The two classes of layer 5 cells showed spatially selective motor responses. Ramping neurons (5r) showed an activity that increased toward the time of the saccade, and “bursting” neurons (5b) exhibited a clear burst of activity for each saccade. This saccadic burst at a particular retinotopic position constitutes a clear temporal and spatial signal for the SC and motor neurons in the brainstem [Segraves (1992), his Fig. 5]. Neurons in layer 6 showed activity related to attention (layer 6a) and related to the saccadic burst (layer 6s).
A special group of neurons represented the fovea.
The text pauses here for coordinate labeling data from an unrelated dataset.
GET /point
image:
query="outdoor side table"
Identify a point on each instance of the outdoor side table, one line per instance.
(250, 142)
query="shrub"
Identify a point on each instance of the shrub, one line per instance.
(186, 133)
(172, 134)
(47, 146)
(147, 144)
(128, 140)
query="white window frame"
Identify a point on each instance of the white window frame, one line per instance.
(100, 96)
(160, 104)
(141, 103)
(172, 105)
An elevated activity of foveal neurons in layer 2/3 signaled that the focus of attention was on the foveal representation. The excitatory feedback from layer 5b ensured that this foveal attention was activated after each saccade. Fixation neurons responded strongly while the external fixation input was turned on. Their activity was suppressed toward the saccade attributable to input from layer 5r inhibitory neurons [Segraves (1992), his Fig. 8]. After each saccade, the excitatory input from foveal neurons in layer 2/3 excited the fixation neurons.
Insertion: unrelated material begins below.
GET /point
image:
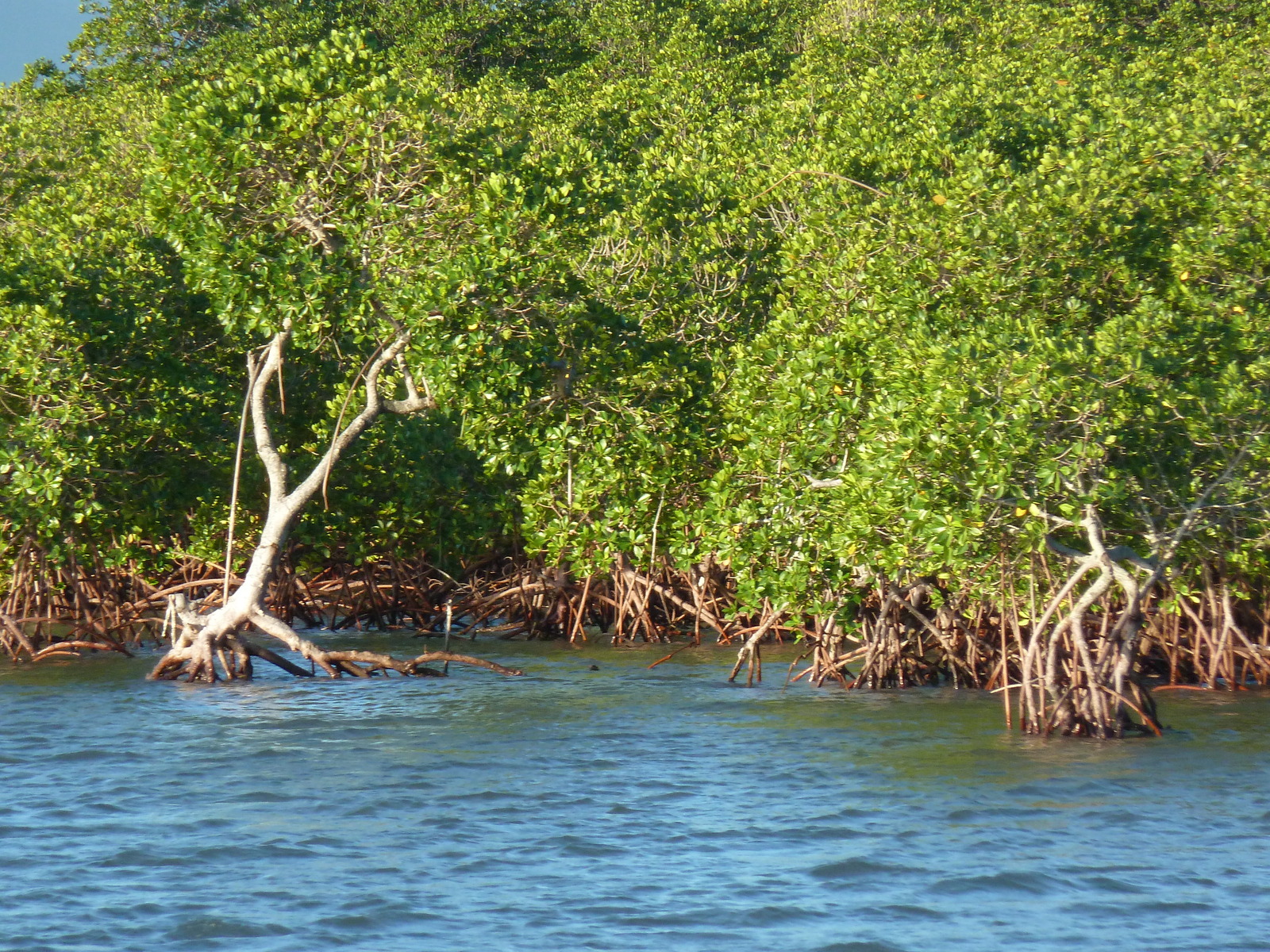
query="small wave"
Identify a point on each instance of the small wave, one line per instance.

Rule-dependent remapping of visual inputs
The excitatory connection from layer 6a to layer 4 enabled the network to influence the selection of the next target according to the currently attended location. This top-down bias of selection, however, was only effective if the firing rate of neurons in layer 6a was enhanced by a global excitatory rule input. In our model, this rule input was feature dependent and was given by the input from antisaccade feature detectors in the REC module to layer 6a of the FEF. It is important to notice that this rule input did not have any spatial content or preference, but rather enabled the FEF circuit to use the attentional signal to influence the next visual selection. The possibility of influencing the visual selection with respect to the location being currently attended to, or even to produce a quasi-visual, internally generated neuronal signal that looked like the response to a real visual input (Barash, 2003), allowed the network to control eye movements according to specific rules. Primates can use such a rule in a prosaccade versus antisaccade task. The network was simulated in a task similar to one studied in primates (Sato and Schall, 2003), in which the shape of the visual target defined whether the network had to make a prosaccade or an antisaccade or hold fixation in a no-go trial.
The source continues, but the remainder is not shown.